Calculate the amount of energy released per gram of nuclei when 2 protium nuclei react to form deuterium nucleus (protium = 1.00782 amu, deuterium = 2.01410 amu).
The answer in the book is -2.0 x 10^10 J, but I don't have any idea on how to do this. Please help, and thank you so much.
I get close to that answer if we neglect the fact that an extra electron produced is ignored, AND I think you transposed numbers for the mass of the proton. I think
(2.0141 - 2*1.00728) = ? amu
Change to kg.
?amu x (1/6.022E23*1000) = kg
E = kg*c^2 and that gives me 6.86E-14 per atom.
Convert to mols = 6.86E-14 x 6.022E23 = -4.13E10J/2.0141 grams or 2.05E10 J/g.

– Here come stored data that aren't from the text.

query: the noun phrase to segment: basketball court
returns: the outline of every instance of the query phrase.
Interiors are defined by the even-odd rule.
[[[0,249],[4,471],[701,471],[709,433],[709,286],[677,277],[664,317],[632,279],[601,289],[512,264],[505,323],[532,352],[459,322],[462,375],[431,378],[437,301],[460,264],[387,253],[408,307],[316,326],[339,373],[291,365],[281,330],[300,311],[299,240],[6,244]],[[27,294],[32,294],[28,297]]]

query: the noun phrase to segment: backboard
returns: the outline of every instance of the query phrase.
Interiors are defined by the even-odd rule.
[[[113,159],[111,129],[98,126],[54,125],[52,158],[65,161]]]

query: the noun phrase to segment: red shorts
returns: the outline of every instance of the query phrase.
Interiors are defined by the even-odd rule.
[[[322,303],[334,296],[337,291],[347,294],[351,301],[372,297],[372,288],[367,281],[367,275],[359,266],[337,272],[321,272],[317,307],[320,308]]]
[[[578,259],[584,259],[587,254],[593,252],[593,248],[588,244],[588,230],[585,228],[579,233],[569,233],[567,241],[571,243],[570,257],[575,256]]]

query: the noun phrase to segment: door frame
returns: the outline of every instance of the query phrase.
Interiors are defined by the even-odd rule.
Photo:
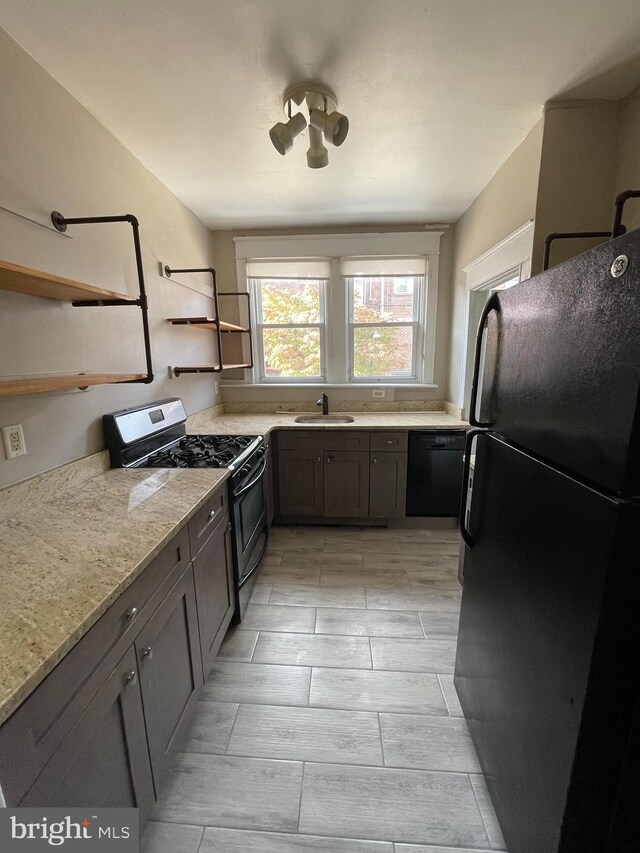
[[[463,319],[465,334],[462,342],[462,357],[460,359],[460,390],[458,399],[462,417],[468,416],[466,408],[471,385],[470,372],[473,370],[473,352],[477,334],[477,329],[473,328],[472,300],[477,298],[479,291],[490,291],[499,286],[501,281],[506,281],[516,273],[519,275],[520,281],[524,281],[530,277],[534,224],[533,219],[528,220],[520,228],[517,228],[463,268],[463,272],[466,275]]]

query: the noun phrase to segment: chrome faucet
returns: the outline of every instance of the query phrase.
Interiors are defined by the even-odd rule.
[[[320,399],[316,403],[316,406],[322,406],[322,414],[323,415],[329,414],[329,398],[327,397],[326,394],[323,394],[320,397]]]

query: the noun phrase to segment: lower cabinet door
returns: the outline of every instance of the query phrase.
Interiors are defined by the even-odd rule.
[[[324,515],[366,518],[369,515],[369,453],[324,452]]]
[[[235,607],[231,524],[226,516],[193,561],[202,666],[207,675]]]
[[[151,814],[154,800],[138,666],[132,647],[20,806],[139,808],[142,826]]]
[[[135,643],[156,793],[203,684],[191,566]]]
[[[407,454],[372,453],[369,475],[370,517],[404,517],[407,503]]]
[[[276,513],[276,502],[273,493],[274,476],[273,476],[273,447],[271,446],[272,439],[265,441],[267,449],[267,468],[264,474],[264,502],[267,507],[267,524],[269,527],[273,524],[273,517]]]
[[[322,515],[322,451],[278,451],[280,515]]]

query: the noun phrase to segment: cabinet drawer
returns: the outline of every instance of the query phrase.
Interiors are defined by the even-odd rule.
[[[281,430],[279,450],[368,450],[369,433],[351,429]]]
[[[383,452],[406,453],[409,443],[409,434],[406,430],[402,432],[372,432],[371,450]]]
[[[227,486],[218,489],[193,516],[188,524],[189,546],[193,559],[227,512]]]
[[[189,565],[187,528],[158,554],[0,727],[0,784],[17,804]]]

To calculate the amount of energy released per gram of nuclei during a nuclear reaction, we can use Einstein's famous equation, E = mc², where E is the energy, m is the mass, and c is the speed of light.
First, let's find the mass difference between the reactants and the products.
The mass difference (Δm) is given by:
Δm = (mass of reactants) - (mass of products)
In this case, the reactants are two protium nuclei (1H) with a mass of 1.00782 amu each, and the product is a deuterium nucleus (2H) with a mass of 2.01410 amu.
The total mass of the reactants is:
Mass of reactants = 2 * (mass of protium nucleus)
Mass of reactants = 2 * 1.00782 amu
The mass of the product is:
Mass of product = mass of deuterium nucleus
Mass of product = 2.01410 amu
Now, we can calculate the mass difference:
Δm = (2 * 1.00782 amu) - 2.01410 amu
Next, we need to convert the mass difference from atomic mass units (amu) to kilograms (kg), as units of energy are specified in joules (J).
To convert 1 amu to kg, we will use the conversion factor:
1 amu = 1.66054 × 10^-27 kg
Thus, the mass difference in kilograms is:
Δm (in kg) = Δm (in amu) * (1.66054 × 10^-27 kg/1 amu)
Now we can calculate the energy released using Einstein's equation, E = mc², where c = 2.998 × 10^8 m/s is the speed of light:
E = (Δm in kg) * (c²)
E = (Δm (in amu) * (1.66054 × 10^-27 kg/1 amu)) * (2.998 × 10^8 m/s)²
Substituting the values into the equation, we get:
E = [(2 * 1.00782 amu - 2.01410 amu) * (1.66054 × 10^-27 kg/1 amu)] * (2.998 × 10^8 m/s)²
Now, we can calculate this energy using a calculator. The result should be approximately -2.0 x 10^10 J, as given in the book. The negative sign indicates that energy is released during the reaction.
Please note that the actual calculated value may vary slightly due to rounding errors or different values for atomic masses.